According to one or more embodiments of the present disclosure, the variational autoencoder unit includes an encoder subunit and a decoder subunit, and the processing the image to be processed and the target image by the variational autoencoder unit to generate the first feature encoding corresponding to the image to be processed and the second feature encoding corresponding to the target image, respectively, includes: encoding the image to be processed and the target image by the encoder subunit to generate the first feature encoding corresponding to the image to be processed and the second feature encoding corresponding to the target image, respectively. The processing the input feature encoding by the diffusion transformer unit to generate the effect video includes: acquiring randomly initialized random feature encoding; inputting the input feature encoding and the random feature encoding into the diffusion transformer unit, and using the diffusion transformer unit to update the random feature encoding for multiple rounds based on the input feature encoding, until an output feature encoding is obtained after a preset stop condition is reached; and decoding the output feature encoding by the decoder subunit to generate the effect video.

According to one or more embodiments of the present disclosure, the decoding the output feature encoding by the decoder subunit to generate the effect video includes: decoding the first feature encoding by the decoder subunit to generate the video first frame; decoding the first timing frame encoding by the decoder subunit to generate the N video middle frames; decoding the second timing frame encoding by the decoder subunit to generate the M video end frames; and concatenating the video first frame, the N video middle frames and the M video end frames to generate the effect video.
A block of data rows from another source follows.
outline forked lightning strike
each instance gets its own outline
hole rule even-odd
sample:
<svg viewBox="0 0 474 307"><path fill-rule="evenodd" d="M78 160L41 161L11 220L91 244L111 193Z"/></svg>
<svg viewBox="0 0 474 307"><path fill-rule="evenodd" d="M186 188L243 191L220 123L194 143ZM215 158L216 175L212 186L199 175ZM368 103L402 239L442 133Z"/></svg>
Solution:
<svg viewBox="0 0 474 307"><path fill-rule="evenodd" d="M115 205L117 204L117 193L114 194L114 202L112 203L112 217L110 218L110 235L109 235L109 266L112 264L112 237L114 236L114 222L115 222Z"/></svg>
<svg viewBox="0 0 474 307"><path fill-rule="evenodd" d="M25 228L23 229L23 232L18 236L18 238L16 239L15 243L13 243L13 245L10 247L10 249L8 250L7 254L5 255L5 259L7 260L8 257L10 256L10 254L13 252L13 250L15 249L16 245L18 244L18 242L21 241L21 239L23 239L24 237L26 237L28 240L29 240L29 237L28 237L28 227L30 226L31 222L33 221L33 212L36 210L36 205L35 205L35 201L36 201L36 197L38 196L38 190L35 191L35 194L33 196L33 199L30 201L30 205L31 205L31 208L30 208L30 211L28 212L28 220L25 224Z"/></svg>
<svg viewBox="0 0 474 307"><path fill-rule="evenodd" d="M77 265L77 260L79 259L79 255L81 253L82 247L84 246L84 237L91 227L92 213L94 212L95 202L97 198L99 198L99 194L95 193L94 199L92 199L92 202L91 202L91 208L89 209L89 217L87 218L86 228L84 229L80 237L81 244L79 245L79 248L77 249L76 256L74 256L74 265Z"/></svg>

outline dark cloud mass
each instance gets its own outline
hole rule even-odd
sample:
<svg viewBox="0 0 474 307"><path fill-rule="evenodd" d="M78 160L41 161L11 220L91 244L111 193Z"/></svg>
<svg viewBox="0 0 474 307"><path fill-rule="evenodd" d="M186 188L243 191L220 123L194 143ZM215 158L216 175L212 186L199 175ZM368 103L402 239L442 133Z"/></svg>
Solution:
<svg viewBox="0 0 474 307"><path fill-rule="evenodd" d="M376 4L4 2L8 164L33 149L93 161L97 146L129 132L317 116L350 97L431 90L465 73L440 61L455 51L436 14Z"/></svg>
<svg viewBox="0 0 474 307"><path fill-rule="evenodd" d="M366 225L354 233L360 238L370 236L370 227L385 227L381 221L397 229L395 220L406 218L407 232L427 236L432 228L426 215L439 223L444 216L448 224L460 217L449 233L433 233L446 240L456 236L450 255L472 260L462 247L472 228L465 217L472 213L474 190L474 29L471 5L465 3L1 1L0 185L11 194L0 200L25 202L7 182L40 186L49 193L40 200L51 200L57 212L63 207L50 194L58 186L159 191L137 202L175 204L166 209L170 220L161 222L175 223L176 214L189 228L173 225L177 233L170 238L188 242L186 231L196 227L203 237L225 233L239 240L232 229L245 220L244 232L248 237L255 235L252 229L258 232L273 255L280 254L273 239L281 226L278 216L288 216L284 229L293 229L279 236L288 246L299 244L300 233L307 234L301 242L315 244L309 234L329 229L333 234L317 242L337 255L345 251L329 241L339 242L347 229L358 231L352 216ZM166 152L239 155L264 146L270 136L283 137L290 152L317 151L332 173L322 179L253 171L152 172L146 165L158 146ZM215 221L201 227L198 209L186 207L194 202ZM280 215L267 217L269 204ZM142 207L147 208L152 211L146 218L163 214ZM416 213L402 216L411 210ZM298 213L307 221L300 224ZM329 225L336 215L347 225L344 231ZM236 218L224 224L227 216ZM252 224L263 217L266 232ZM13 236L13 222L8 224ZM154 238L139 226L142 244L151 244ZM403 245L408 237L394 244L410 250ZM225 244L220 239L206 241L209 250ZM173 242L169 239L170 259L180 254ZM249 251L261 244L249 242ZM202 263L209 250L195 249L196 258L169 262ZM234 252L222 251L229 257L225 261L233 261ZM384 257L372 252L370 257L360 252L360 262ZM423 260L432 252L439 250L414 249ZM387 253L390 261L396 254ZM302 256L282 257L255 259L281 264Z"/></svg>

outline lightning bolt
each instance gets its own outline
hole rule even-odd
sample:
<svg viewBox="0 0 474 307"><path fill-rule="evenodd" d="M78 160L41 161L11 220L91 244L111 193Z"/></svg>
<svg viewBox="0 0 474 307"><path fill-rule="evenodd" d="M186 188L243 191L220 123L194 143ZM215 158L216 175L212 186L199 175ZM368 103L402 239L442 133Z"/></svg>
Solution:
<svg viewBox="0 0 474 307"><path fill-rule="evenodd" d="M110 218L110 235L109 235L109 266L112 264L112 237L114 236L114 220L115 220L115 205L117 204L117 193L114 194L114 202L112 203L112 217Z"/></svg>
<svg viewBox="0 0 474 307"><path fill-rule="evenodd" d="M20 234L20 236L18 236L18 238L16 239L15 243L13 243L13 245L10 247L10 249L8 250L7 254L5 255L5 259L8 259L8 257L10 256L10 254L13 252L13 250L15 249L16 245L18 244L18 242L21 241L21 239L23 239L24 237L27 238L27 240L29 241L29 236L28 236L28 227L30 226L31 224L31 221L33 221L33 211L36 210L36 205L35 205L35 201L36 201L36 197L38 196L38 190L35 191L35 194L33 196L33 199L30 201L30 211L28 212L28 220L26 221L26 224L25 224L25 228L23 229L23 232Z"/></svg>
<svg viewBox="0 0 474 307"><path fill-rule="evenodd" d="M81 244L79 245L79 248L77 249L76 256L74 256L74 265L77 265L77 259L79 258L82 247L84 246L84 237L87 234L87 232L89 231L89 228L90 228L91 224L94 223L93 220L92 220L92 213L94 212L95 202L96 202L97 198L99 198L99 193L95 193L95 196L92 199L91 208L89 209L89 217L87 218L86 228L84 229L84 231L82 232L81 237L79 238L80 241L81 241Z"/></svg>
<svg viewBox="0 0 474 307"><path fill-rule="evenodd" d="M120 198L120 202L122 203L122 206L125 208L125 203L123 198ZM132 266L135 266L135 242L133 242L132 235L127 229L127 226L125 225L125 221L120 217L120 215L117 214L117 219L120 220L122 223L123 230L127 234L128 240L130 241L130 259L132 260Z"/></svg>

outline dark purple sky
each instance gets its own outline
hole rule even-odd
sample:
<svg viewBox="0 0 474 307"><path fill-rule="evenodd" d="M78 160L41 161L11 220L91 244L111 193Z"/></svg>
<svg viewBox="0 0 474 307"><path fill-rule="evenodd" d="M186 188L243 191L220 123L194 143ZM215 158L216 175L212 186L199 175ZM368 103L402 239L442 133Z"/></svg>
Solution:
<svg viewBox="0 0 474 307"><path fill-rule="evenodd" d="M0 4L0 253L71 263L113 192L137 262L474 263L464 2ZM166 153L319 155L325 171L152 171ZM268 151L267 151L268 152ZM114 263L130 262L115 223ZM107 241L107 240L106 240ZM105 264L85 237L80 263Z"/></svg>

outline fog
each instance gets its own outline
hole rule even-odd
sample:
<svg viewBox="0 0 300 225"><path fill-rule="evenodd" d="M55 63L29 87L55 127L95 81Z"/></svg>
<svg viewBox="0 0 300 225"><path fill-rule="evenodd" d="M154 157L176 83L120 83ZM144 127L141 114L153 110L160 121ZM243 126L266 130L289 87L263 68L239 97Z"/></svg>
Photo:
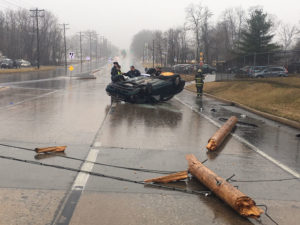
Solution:
<svg viewBox="0 0 300 225"><path fill-rule="evenodd" d="M141 29L161 29L183 25L185 8L190 3L202 2L213 12L213 21L230 7L248 9L263 6L265 11L285 23L300 21L299 0L12 0L0 1L1 7L39 7L52 11L61 23L68 23L68 34L93 29L120 47L128 48L132 36Z"/></svg>

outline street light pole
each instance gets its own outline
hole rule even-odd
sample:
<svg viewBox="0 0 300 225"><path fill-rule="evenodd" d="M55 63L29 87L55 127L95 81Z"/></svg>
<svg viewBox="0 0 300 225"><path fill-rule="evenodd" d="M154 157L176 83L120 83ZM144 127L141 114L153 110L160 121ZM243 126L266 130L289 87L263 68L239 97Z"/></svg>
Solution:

According to one or more embodiments of the present disclosure, the invoking the video generation model to process the image to be processed and the target image to generate the effect video includes:

- acquiring a second prompt, where the second prompt is configured to describe a change process feature of the resulting effect in the effect video; and invoking the video generation model to process the image to be processed and the target image based on the second prompt to generate the effect video having the change process feature.

In a second aspect, according to one or more embodiments of the present disclosure, an effect video generation apparatus is provided, including:

- an acquisition module, configured to acquire an image to be processed;
- a first generation module, configured to generate a target image based on the image to be processed, where the target image is an image in which a target effect is added to the image to be processed, image content of the image to be processed includes a target object, and the target effect is configured to add a resulting effect of a target category to the target object; and
- a second generation module, configured to invoke a video generation model to process the image to be processed and the target image to generate an effect video, where the effect video includes a video first frame, a video last frame, and at least one video middle frame located between the video first frame and the video last frame, the video first frame has same image content as the image to be processed, the video last frame has same image content as the target image, and the at least one video middle frame is configured to represent a continuous change process of generating the target effect.

According to one or more embodiments of the present disclosure, the first generation module is further configured to: acquire a first prompt for the resulting effect of the target category, where the first prompt is configured to describe an appearance feature of the resulting effect of the target category; and process the image to be processed and the first prompt by an image generation model to generate the target image.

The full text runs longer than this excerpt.